Nesse momento, Thor irrompe a sala com passos pesados e uma expressão assassina no rosto. Ao seu lado, Han apertou suavemente a sua mão, assustada.
— E tá se espalhando. — Clint comenta quando Thor agarra Tony pelo pescoço, erguendo-o do chão.
— Fale com palavras, amigo. — Stark pede num fio de voz.
— Tenho mais do que palavras para descrever você, Stark. — ele disse enraivecido.
Eita, é agora que o inferno congela.
— Thor. — Lynna suspirou, fazendo-o encará-la. — Desse jeito não conseguiremos nada. Respire, acalme-se.
Ele soltou o Homem de Ferro, que cambaleou um pouco. O olhar que o asgardiano lhe deu foi completamente estranho, como se ele quisesse lhe dizer algo, mas ainda estava decidindo se essa seria uma boa hora ou não.
— E quanto ao legionário? — Steve perguntou a ele, atraindo sua atenção.
— O rastro esfriou a uns cento e cinquenta quilômetros indo para o norte. — Thor respondeu. — Ele tem o cetro, e de novo temos que recuperá-lo.
— O gênio saiu da garrafa. Está vivo e se chama Ultron. — Nat suspirou.
— Não consigo entender. — a doutora Cho se aproximou de uma das armaduras danificadas em cima da bancada. — Você construiu esse programa, por que quer nos destruir?
Tony começou a rir.
Ah, esse daí tem um apreço pela vida que chega a ser tocante.
Lynna revirou os olhos.
— É engraçado para você? — Thor questionou-o, irritado.
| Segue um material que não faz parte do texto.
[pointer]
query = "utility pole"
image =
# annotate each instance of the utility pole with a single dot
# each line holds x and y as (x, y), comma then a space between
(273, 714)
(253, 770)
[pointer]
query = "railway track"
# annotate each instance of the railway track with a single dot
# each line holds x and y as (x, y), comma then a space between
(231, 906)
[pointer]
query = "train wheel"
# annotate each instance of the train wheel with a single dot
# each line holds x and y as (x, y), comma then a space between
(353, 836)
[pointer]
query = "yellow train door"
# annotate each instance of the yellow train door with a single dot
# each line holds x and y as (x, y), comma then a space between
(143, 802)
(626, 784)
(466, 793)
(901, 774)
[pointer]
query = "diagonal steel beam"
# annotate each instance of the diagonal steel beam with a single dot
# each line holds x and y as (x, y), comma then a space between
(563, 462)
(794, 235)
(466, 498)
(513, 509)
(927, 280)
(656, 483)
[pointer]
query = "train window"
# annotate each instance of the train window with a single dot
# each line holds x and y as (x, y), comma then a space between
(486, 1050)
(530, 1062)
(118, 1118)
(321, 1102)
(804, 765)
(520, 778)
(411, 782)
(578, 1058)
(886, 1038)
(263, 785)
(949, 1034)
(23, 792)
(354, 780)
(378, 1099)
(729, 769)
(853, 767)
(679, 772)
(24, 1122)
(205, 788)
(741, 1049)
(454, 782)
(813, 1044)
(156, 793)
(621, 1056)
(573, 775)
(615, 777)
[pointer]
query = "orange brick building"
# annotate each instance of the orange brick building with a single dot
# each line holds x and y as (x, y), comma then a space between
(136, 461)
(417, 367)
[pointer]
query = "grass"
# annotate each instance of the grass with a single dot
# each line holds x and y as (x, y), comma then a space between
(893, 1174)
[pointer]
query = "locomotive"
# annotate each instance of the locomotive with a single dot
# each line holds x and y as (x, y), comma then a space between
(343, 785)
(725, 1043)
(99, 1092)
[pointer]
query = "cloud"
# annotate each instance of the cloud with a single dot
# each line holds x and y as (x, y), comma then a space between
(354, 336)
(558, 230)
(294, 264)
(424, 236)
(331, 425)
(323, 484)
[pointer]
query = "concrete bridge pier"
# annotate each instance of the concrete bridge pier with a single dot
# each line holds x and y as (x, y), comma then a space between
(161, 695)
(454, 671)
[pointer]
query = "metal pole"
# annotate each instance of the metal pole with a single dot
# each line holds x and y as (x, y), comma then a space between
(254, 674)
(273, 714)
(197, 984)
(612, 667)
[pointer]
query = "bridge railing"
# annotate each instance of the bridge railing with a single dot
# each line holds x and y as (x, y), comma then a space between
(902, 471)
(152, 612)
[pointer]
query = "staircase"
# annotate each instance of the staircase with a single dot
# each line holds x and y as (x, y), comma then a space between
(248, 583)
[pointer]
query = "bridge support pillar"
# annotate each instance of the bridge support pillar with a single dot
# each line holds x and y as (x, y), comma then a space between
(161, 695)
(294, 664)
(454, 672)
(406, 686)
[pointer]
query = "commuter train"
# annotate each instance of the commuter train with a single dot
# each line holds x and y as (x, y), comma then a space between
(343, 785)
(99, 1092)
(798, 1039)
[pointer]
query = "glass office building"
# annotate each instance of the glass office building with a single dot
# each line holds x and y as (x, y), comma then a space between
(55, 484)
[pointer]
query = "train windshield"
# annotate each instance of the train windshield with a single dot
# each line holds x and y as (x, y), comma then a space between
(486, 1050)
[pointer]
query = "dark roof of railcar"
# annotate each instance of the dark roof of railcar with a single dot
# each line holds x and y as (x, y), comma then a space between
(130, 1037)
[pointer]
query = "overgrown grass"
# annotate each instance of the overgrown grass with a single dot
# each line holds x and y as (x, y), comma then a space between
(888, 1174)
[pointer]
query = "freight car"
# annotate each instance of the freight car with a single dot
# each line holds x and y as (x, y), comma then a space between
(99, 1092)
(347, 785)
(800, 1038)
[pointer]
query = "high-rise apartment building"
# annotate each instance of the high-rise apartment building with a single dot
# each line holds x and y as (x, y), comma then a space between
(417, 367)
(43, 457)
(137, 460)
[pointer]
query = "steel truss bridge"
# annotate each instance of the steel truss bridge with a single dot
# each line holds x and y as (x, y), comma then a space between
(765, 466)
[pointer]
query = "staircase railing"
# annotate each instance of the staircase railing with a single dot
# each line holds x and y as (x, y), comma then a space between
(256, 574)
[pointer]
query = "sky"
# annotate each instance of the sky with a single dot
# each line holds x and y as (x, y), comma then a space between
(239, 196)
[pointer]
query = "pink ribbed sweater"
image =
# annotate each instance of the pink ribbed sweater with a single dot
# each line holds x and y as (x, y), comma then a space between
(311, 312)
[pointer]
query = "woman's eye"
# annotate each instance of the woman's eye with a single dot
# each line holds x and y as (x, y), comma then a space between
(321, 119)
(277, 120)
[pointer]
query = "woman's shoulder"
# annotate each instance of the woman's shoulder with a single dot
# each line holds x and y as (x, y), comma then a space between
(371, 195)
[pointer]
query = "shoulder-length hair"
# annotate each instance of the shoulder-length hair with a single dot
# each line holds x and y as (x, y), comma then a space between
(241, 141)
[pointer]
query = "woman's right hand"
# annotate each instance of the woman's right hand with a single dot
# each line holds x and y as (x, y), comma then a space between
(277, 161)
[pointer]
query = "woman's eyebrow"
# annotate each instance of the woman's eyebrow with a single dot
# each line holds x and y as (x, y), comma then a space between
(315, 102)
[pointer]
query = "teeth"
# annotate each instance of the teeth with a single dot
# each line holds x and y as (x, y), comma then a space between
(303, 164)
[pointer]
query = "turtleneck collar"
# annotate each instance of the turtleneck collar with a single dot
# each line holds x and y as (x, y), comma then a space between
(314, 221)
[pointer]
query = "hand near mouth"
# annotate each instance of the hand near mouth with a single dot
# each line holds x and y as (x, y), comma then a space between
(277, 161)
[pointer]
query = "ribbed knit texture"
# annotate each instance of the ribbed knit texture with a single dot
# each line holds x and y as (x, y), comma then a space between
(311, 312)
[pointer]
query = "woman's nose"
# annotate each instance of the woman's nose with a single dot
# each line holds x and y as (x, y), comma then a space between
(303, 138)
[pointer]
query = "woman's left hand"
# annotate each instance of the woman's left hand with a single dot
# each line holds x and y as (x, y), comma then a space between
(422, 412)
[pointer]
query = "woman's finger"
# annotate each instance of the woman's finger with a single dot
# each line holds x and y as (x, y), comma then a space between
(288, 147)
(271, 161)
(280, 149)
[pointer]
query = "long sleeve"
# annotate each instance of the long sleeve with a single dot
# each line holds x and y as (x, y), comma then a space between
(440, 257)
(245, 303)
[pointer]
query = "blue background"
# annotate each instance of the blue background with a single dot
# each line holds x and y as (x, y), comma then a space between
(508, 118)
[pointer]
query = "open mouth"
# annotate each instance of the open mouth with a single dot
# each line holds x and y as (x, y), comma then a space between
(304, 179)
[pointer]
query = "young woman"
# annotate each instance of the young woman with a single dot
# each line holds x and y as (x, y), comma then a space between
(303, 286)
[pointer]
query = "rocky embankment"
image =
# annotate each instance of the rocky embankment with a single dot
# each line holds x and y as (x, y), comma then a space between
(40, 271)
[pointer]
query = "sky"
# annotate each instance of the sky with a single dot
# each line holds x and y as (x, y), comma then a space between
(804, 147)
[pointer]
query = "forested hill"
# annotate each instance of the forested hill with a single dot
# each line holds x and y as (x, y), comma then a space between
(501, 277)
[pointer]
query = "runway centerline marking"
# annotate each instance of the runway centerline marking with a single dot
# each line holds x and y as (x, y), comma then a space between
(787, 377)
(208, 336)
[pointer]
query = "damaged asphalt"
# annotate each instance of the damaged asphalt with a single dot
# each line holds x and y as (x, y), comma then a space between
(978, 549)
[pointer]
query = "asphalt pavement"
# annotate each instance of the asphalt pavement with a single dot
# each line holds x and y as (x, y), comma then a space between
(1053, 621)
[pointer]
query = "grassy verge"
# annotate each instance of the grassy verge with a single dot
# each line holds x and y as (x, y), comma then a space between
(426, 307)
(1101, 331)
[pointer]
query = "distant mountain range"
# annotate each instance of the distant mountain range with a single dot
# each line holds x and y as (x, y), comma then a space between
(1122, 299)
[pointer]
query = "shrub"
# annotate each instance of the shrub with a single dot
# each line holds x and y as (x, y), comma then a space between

— Não. — Tony respondeu, sarcasticamente, para variar. — Provavelmente não é, né? Isso é terrível. Isso é tão... — ele engoliu uma risada. — É terrível sim.
— Isso poderia ter sido evitado se não tivesse brincado com uma coisa que não entende. — Thor revidou.
— Não, espere. — o moreno se aproximou do deus do trovão. — Desculpe, desculpe, é engraçado sim. O mais engraçado é não entenderem para quê precisamos disso.
— Tony... talvez essa não seja a hora certa. — Bruce tentou apaziguar os ânimos.
— Sério? — o Homem de Ferro se voltou contra o amigo. — É isso? Você vai rolar e mostrar a barriguinha sempre que alguém rosnar?
— Só quando eu crio um robô assassino. — o outro revidou
— Não criamos. — Tony treplicou. — Nem chegamos perto! Estávamos perto de uma interface?
Lynna suspirou alto.
— Bom, alguma coisa certa você fez, isso não podemos negar. — ela disse, fazendo com que Tony arregalasse os olhos.
— Você está concordado comigo? — ele questionou-a, surpreso.
Ela cruzou os braços quando todos encararam-na como se ela tivesse vindo de outro planeta.
— Em partes sim, — ela suspirou. — Mas não do jeito certo.
Ele suspirou alto.
— Bem, você não estava aqui quando eu levei uma bomba nuclear por um buraco de minhoca. — ele disparou. — Ninguém fala disso.
— Não. — Rhodes disparou, zoando o amigo. — Ninguém fala disso.
— Eu salvei Nova York! — eita ego do cacete!
— Disso também não.
— Vocês lembram! Um exército alienígena invadiu por um buraco no espaço! — Stark gesticulou. — Estávamos cem metros abaixo. Somos os Vingadores. Podemos acabar com traficantes de armas o dia todo, mas aquilo lá em cima... iria acabar com tudo. Como daria um fim àquilo?
— Juntos. — Steve respondeu, como se fosse o óbvio.
— Perderemos. — nem é teimoso.
— Faremos isso juntos, também. — Cap rebateu. — Thor está certo. Ultron está nos desafiando. Gostaria de encontrá-lo antes que estivesse pronto para nós. O mundo é um lugar enorme. Vamos torná-lo menor.
*
— Eu não lembro muito bem, mas eu acredito que os conheço. — Lynna murmurou. — Antes de fugir, eu ouvi falar sobre os experimentos que Strucker havia feito em Sokovia. Faz muito tempo que eu não volto lá.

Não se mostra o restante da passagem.